GOWGCNStream: an integrated text graph representation learning for semantic and syntactic enhanced short text stream clustering
Keywords:
GCN, BERT, DPMM, graph-of-words, text stream clusteringAbstract
Text stream clustering is considered as a primitive task in natural language processing (NLP) which contains unique challenges related to the sparsity/noise, infinite length and cluster evolution of the input documents. In recent years, many mixture topic model, such as: Dirichlet Process Mixture Model (DPMM) based algorithms (e.g., MStream, OSDM, etc.) have demonstrated remarkable improvements in the accuracy performance of short text stream clustering task. However, these contemporary DPMM-based models still suffered limitations related to the capability of sufficiently capturing the sequential and long-range syntactic dependent relationships between words in texts in which can assist to leverage the quality of extracted clusters from given streams.
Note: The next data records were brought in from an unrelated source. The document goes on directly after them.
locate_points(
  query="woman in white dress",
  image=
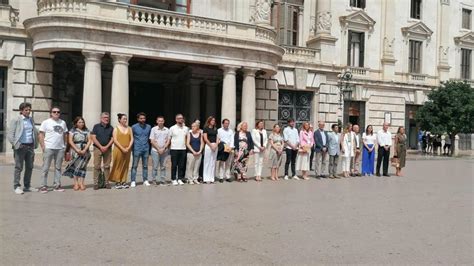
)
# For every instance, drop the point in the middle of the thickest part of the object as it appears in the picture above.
(347, 149)
(304, 152)
(259, 137)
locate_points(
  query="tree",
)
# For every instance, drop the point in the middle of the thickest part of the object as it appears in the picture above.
(449, 109)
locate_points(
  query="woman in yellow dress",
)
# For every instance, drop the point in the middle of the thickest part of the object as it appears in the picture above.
(123, 141)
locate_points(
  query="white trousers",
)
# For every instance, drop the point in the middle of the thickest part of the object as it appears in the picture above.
(209, 170)
(223, 168)
(258, 157)
(346, 163)
(192, 166)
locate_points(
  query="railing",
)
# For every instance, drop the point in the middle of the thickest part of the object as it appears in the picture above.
(48, 6)
(418, 77)
(156, 18)
(358, 71)
(301, 52)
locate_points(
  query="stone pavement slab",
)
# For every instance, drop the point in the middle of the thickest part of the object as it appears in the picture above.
(422, 218)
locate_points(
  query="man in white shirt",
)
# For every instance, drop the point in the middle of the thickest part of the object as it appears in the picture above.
(224, 159)
(178, 134)
(292, 141)
(53, 139)
(384, 140)
(355, 162)
(160, 141)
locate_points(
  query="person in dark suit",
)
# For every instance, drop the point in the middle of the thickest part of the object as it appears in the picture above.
(321, 149)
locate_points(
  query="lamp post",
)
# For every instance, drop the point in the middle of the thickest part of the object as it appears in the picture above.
(345, 90)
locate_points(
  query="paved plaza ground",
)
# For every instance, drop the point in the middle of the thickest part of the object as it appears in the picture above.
(425, 217)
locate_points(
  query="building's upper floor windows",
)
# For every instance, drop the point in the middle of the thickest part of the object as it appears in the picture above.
(288, 21)
(466, 18)
(181, 6)
(357, 3)
(466, 63)
(414, 57)
(355, 49)
(415, 9)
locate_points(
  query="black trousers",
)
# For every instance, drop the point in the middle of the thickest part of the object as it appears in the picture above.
(290, 158)
(383, 155)
(178, 163)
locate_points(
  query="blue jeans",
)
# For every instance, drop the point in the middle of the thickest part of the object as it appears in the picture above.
(136, 159)
(159, 163)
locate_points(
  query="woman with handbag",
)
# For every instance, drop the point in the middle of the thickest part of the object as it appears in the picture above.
(259, 138)
(79, 141)
(243, 149)
(304, 152)
(400, 150)
(347, 150)
(368, 153)
(276, 150)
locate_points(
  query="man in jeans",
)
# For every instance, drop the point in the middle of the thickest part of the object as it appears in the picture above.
(224, 159)
(53, 139)
(160, 141)
(101, 136)
(178, 134)
(292, 140)
(141, 148)
(23, 136)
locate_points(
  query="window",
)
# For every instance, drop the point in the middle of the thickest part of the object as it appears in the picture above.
(182, 6)
(355, 47)
(415, 11)
(466, 18)
(357, 3)
(288, 22)
(466, 63)
(414, 57)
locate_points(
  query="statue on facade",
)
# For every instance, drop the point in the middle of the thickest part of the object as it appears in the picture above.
(324, 21)
(263, 10)
(388, 46)
(443, 54)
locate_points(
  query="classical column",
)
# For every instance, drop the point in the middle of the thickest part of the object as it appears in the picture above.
(300, 27)
(229, 98)
(248, 97)
(195, 99)
(92, 93)
(120, 93)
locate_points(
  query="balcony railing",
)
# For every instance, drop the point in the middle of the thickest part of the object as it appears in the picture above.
(358, 71)
(153, 17)
(297, 53)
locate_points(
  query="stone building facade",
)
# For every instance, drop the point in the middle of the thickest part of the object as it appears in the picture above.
(239, 59)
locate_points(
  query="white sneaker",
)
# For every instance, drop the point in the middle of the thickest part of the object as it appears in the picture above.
(18, 191)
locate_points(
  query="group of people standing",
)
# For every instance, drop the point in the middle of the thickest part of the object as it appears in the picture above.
(197, 155)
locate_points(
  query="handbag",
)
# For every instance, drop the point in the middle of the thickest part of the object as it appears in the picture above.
(101, 180)
(395, 162)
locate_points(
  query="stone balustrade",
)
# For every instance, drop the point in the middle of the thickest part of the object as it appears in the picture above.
(299, 53)
(153, 17)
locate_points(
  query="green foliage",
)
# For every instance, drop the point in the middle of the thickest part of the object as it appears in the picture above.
(450, 108)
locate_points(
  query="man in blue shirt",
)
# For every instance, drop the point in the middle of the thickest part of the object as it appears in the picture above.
(141, 148)
(23, 136)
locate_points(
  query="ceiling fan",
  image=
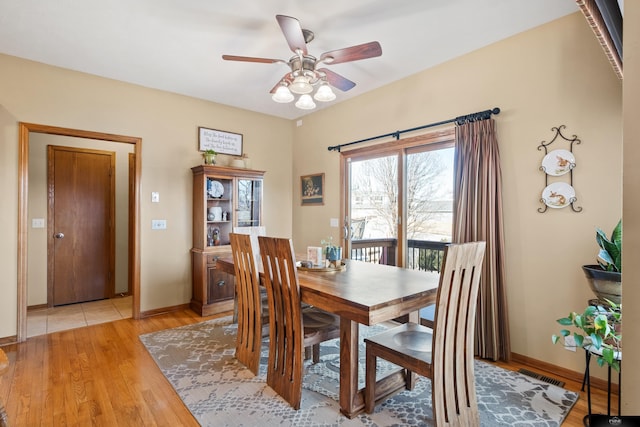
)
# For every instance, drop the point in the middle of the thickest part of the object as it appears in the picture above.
(305, 74)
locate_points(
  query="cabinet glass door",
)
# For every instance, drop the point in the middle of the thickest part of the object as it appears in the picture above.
(249, 201)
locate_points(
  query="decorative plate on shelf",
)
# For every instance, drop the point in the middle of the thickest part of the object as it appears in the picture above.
(558, 162)
(216, 189)
(558, 195)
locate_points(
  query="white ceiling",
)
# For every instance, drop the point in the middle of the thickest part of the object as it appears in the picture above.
(176, 45)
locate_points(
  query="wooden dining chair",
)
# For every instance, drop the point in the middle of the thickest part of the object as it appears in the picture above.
(252, 309)
(290, 327)
(445, 353)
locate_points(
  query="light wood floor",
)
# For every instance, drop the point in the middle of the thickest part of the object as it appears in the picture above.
(103, 375)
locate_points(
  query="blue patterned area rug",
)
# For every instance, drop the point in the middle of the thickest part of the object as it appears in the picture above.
(198, 360)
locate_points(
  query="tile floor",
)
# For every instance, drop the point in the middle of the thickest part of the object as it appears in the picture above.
(47, 320)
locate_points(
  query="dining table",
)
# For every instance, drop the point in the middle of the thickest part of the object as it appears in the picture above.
(362, 293)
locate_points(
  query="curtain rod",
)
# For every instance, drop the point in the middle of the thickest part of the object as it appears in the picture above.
(480, 115)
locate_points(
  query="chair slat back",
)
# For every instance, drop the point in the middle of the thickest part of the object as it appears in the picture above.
(249, 338)
(453, 359)
(284, 372)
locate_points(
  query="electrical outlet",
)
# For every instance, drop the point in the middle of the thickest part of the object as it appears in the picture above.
(158, 224)
(570, 343)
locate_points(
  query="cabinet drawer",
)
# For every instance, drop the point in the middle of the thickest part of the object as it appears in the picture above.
(221, 285)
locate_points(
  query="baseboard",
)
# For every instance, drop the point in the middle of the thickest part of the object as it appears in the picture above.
(563, 372)
(163, 310)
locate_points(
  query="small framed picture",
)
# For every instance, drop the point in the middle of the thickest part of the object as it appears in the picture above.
(312, 189)
(220, 141)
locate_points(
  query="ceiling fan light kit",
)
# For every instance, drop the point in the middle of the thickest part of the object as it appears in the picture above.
(305, 102)
(324, 93)
(282, 94)
(301, 86)
(304, 73)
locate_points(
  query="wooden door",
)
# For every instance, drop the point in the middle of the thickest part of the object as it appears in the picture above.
(80, 224)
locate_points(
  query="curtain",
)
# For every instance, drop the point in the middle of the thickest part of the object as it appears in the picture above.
(478, 216)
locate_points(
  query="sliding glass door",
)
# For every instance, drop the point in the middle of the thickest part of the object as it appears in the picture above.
(398, 202)
(373, 207)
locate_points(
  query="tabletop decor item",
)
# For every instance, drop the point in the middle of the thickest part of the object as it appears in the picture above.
(332, 252)
(209, 157)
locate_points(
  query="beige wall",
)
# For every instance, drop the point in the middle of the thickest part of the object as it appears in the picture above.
(631, 211)
(167, 124)
(554, 75)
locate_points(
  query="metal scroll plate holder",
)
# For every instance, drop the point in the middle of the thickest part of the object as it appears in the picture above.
(557, 165)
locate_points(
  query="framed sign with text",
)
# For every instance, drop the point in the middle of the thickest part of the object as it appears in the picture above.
(220, 141)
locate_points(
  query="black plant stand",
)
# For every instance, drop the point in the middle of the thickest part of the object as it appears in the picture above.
(589, 351)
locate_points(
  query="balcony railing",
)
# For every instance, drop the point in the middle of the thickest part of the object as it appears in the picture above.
(423, 255)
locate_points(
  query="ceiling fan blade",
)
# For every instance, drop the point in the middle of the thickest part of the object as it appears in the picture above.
(293, 33)
(251, 59)
(336, 80)
(353, 53)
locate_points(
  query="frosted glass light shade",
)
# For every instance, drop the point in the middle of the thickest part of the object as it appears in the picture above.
(305, 102)
(324, 94)
(300, 85)
(282, 95)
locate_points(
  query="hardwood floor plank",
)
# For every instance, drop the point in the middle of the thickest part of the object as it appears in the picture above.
(103, 375)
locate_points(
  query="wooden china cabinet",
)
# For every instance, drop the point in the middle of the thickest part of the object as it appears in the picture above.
(223, 198)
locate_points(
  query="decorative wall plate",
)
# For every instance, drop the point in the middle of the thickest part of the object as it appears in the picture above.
(558, 195)
(558, 162)
(216, 189)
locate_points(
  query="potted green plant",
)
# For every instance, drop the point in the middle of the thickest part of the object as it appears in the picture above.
(605, 277)
(209, 157)
(331, 251)
(597, 326)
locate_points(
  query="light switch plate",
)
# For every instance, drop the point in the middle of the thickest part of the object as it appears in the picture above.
(158, 224)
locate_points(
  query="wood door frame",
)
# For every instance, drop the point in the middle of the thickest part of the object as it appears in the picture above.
(23, 193)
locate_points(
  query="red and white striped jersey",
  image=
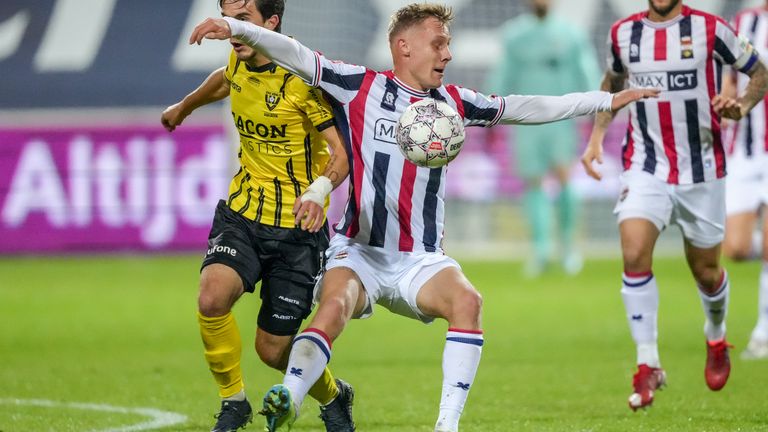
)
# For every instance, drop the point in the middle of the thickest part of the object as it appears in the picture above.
(676, 137)
(392, 203)
(750, 136)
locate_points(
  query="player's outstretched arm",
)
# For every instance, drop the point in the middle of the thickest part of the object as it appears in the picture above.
(309, 207)
(214, 88)
(735, 108)
(286, 52)
(594, 151)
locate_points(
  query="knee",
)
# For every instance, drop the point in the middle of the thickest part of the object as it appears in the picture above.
(214, 299)
(707, 275)
(468, 304)
(272, 355)
(736, 251)
(636, 260)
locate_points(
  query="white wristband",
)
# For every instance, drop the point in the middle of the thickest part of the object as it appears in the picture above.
(318, 191)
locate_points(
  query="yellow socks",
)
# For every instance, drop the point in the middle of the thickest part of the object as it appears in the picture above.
(221, 339)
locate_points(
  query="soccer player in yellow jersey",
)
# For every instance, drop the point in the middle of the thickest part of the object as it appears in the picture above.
(272, 225)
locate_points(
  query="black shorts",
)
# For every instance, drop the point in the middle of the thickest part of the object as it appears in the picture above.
(288, 261)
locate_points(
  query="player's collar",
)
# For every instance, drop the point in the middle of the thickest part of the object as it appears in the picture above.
(408, 89)
(685, 11)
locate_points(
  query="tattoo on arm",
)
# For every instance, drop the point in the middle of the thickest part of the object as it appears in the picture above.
(757, 86)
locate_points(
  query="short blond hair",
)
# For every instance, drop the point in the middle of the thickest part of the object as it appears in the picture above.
(415, 13)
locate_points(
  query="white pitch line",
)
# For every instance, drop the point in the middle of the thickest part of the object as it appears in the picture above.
(157, 420)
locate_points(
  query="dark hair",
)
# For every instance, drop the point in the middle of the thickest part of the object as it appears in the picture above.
(266, 8)
(415, 13)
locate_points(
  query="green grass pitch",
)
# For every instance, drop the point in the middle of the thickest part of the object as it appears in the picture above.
(122, 332)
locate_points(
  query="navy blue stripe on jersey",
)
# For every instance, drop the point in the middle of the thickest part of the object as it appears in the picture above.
(650, 151)
(379, 223)
(292, 176)
(692, 118)
(278, 200)
(347, 82)
(430, 210)
(748, 139)
(389, 99)
(343, 124)
(634, 41)
(617, 66)
(724, 52)
(470, 341)
(247, 201)
(260, 208)
(753, 26)
(685, 32)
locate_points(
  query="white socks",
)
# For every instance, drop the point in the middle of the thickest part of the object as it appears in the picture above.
(310, 353)
(761, 329)
(461, 358)
(641, 302)
(715, 308)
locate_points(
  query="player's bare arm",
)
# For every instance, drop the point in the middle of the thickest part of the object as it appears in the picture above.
(736, 108)
(214, 88)
(613, 83)
(309, 207)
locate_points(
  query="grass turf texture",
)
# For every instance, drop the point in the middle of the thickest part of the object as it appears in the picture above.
(558, 356)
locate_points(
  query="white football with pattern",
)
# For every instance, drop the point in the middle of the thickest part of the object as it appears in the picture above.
(430, 133)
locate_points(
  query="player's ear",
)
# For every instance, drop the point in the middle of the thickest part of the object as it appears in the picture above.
(403, 47)
(272, 22)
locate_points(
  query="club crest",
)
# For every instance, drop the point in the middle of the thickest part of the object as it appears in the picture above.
(272, 99)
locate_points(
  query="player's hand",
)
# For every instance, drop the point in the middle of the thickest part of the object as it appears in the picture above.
(593, 152)
(309, 215)
(728, 107)
(172, 117)
(626, 97)
(211, 28)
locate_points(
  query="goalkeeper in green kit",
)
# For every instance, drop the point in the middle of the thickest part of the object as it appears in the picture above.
(544, 54)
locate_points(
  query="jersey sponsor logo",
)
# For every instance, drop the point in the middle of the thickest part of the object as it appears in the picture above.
(666, 81)
(272, 99)
(222, 249)
(248, 126)
(287, 300)
(384, 130)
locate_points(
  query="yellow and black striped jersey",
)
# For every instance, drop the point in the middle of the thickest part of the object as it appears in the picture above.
(279, 118)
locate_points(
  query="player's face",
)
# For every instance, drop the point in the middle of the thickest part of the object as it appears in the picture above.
(663, 7)
(243, 10)
(430, 53)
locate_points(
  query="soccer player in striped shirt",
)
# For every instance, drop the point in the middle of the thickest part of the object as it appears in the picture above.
(746, 187)
(388, 247)
(272, 226)
(674, 164)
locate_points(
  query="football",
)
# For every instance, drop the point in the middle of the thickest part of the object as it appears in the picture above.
(430, 133)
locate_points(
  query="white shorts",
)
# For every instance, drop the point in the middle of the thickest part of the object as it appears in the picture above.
(746, 187)
(698, 209)
(391, 279)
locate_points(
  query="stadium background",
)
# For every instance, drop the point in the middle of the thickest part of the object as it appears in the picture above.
(85, 166)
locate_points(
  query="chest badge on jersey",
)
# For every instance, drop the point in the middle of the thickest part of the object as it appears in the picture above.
(686, 47)
(272, 99)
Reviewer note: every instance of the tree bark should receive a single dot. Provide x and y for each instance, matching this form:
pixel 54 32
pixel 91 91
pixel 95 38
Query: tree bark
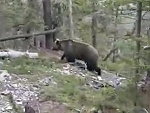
pixel 28 35
pixel 47 9
pixel 115 35
pixel 94 25
pixel 138 32
pixel 71 27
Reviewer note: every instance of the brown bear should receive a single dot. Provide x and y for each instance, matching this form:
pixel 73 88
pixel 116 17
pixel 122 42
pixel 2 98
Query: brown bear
pixel 78 50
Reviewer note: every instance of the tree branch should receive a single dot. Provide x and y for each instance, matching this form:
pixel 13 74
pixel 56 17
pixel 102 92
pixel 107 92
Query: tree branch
pixel 28 35
pixel 111 51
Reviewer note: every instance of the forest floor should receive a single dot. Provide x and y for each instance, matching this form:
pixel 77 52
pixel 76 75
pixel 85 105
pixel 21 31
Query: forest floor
pixel 54 86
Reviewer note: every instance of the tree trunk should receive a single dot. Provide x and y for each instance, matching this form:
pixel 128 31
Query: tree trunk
pixel 71 28
pixel 94 25
pixel 48 22
pixel 138 32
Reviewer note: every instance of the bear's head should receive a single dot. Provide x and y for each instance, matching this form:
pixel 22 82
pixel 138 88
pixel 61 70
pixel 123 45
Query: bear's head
pixel 57 45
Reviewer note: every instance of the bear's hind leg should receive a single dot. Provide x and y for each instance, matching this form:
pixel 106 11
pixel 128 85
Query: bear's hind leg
pixel 98 70
pixel 70 59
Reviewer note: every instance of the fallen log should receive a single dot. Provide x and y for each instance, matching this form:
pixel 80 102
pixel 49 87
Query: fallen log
pixel 8 53
pixel 28 35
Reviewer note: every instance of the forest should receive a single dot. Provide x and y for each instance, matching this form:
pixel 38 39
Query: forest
pixel 75 56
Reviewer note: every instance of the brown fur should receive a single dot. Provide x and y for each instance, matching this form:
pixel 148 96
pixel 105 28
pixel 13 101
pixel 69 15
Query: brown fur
pixel 79 50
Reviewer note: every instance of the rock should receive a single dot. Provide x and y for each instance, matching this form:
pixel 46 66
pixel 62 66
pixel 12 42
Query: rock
pixel 47 81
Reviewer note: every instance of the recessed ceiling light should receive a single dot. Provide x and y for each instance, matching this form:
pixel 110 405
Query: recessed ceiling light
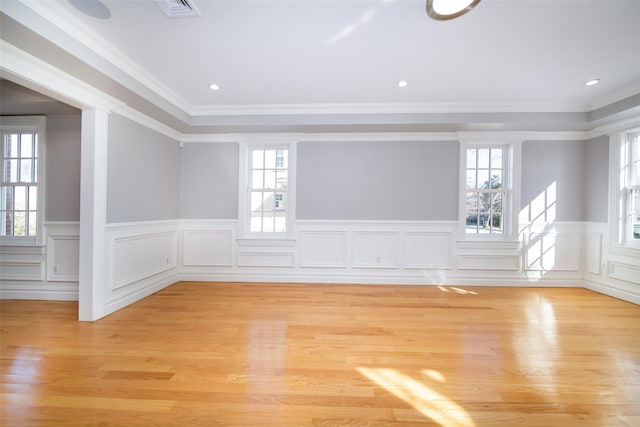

To deal with these challenges, in this paper, we proposed a novel integrated graph convolutional network (GCN) with DPMM for handling text stream clustering task, called as GOWGCNStream. Our proposed GOWGCNStream model is an integration of GCN with BERT for capturing the joint syntactic structural and contextual representations of texts which are then used to facilitate the DPMM framework for dealing with short text stream clustering task. Extensive experiments in benchmark datasets (Tweet-Set and Google-News) demonstrated the effectiveness of our proposed GOWGCNStream model in comparing with recent state-of-the-art baselines.